«А несли коровай государевы князья Федор да Петр, дети Волконские; Осип да Иван, дети Чемодановы.
А государынин коровай несли Богдан Мусин, Юрий да Степан Телепневы».
В «подклетку» молодой царь назначил постельничьими родителей своей невесты, князя Владимира Тимофеевича да его жену Марфу Васильевну Долгоруких.
– Что ж ты, дьяк, – заметил новый постельничий, – аль разум у тебя совсем отнялся, позабыл приготовить для государя с государыней обручальное место?
– Все упамятовал, княже Владимир Тимофеевич – ответил степенно Шипов, – все приготовил, бархату кармазину черненого в рядах боле двадцати аршин взял; весь ушел на него!
– Спасибо, что не забыл! А кого со свечьми обручительными идти назначили?
– Шушерина, Микиту Федорова, а богоявленскую свечу понесет Безобразов…
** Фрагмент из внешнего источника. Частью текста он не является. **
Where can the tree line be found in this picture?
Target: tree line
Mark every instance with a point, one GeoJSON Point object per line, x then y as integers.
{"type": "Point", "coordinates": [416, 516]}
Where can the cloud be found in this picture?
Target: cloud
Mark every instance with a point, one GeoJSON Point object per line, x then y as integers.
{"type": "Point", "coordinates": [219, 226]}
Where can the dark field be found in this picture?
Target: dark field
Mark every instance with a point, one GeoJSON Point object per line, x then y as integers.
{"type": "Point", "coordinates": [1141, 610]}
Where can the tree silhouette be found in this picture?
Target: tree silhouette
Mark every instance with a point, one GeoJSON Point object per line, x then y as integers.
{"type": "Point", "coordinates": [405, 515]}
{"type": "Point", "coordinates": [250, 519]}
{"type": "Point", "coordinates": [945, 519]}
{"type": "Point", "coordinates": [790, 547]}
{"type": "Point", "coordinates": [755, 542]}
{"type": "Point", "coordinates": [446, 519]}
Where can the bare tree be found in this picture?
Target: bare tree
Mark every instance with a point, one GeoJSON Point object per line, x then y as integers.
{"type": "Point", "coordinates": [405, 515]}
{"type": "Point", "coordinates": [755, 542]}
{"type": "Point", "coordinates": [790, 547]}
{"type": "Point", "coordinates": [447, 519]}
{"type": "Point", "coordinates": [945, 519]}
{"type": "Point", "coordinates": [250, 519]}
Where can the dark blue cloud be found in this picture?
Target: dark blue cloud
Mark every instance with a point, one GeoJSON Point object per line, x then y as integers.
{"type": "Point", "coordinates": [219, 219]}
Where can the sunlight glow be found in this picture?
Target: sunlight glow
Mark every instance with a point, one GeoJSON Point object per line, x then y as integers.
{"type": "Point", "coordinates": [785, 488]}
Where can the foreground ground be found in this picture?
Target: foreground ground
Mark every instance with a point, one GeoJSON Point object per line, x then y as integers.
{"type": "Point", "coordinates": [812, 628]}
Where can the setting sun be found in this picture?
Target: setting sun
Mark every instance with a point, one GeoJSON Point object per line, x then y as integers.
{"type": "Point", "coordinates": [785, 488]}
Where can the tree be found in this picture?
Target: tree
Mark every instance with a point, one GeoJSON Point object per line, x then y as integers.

И родитель царской невесты, успокоенный внолне, расстался с дьяком.
Далеко не так отрадно было на сердце молодого государя. Только склоняясь на увещание матери своей, великой инокини Марфы Ивановны, согласился он на этот брак.
Михаил Федорович до сих пор не мог забыть своей первой невесты, Марии Хлоповой, объявленной больною неизлечимою болезнью, благодаря интригам Салтыковых. Хотя интрига царских братьев двоюродных была открыта царем и несправедливо обвиненная девушка возвращена из далекой Сибири в Нижний Новгород, но молодой царь, не желая ссоры со своею матерью, отказался от любимой им невесты. Теперь, накануне брака с девушкой, мало им знаемой, к которой он не чувствовал никакой симпатии, Михаил Федорович, оставшись один в своей ночивальне, вспоминал свою первую встречу с Марией Хлоповой, свои долгие беседы с нею после, когда она уже была объявлена царевною, его нареченною невестою и названа именем Анастасии.
– Бедняжка, – шептал молодой государь, задумчиво сидя у стола, – сколь горя, сколь неприязни пришлось тебе вытерпеть меня ради!
И открыв небольшой ларец затейливой работы, ключ от которого он постоянно носил на поясе, Михаил Федорович вынул небольшой портрет, написанный на финифти заезжим художником-голландцем с Хлоповой, когда она еще числилась государевой невестою и проживала «в верху».
На царя глядело с портрета лицо любимой им девушки; художник очень хорошо уловил все черты, все выражение оригинала. Большие голубые глаза смотрели приветливо, алый ротик Хлоповой улыбался.
– Настя, голубушка, милая, – грустно промолвил государь, – за что нас с тобою разлучили злые люди, зачем позавидовали нашему счастью!
И крупные слезы покатились из глаз молодого царя. Чувствуя себя одиноким, Михаил Федорович поцеловал портрет и сейчас же спрятал его в ларец, точно боясь, чтобы кто-нибудь не отнял от него это последнее воспоминание о былом счастье.
В потайную дверь кто-то тихо постучал.
Царь вздрогнул, поспешно убрал ларец и, подойдя к обитой красным сукном двери, твердо спросил:
– Кто там?
– Я, великий государь, холоп твоей милости, Костька Михалков.
– Что надо? – последовал снова вопрос царя.
– Великий государь святейший патриарх, Филарет Никитич, родитель твой, желает видеть твою царскую милость, великий государь. Позволишь принять его?
Вместо ответа, засов двери заскрипел, дверь широко распахнулась и молодой царь показался на пороге, спеша навстречу своему родителю.
Отец с сыном прошли в опочивальню последнего и беседа их продолжалась далеко за полночь. Выходя, по окончании ее, от царственного сына, престарелый патриарх, благословляя его, обнял за голову и прошептал:
– Мужайся, сын мой, каждому из нас в жизни назначено испытание! Блаженны те, которые перенесут его без ропота. Господь наградит таковых.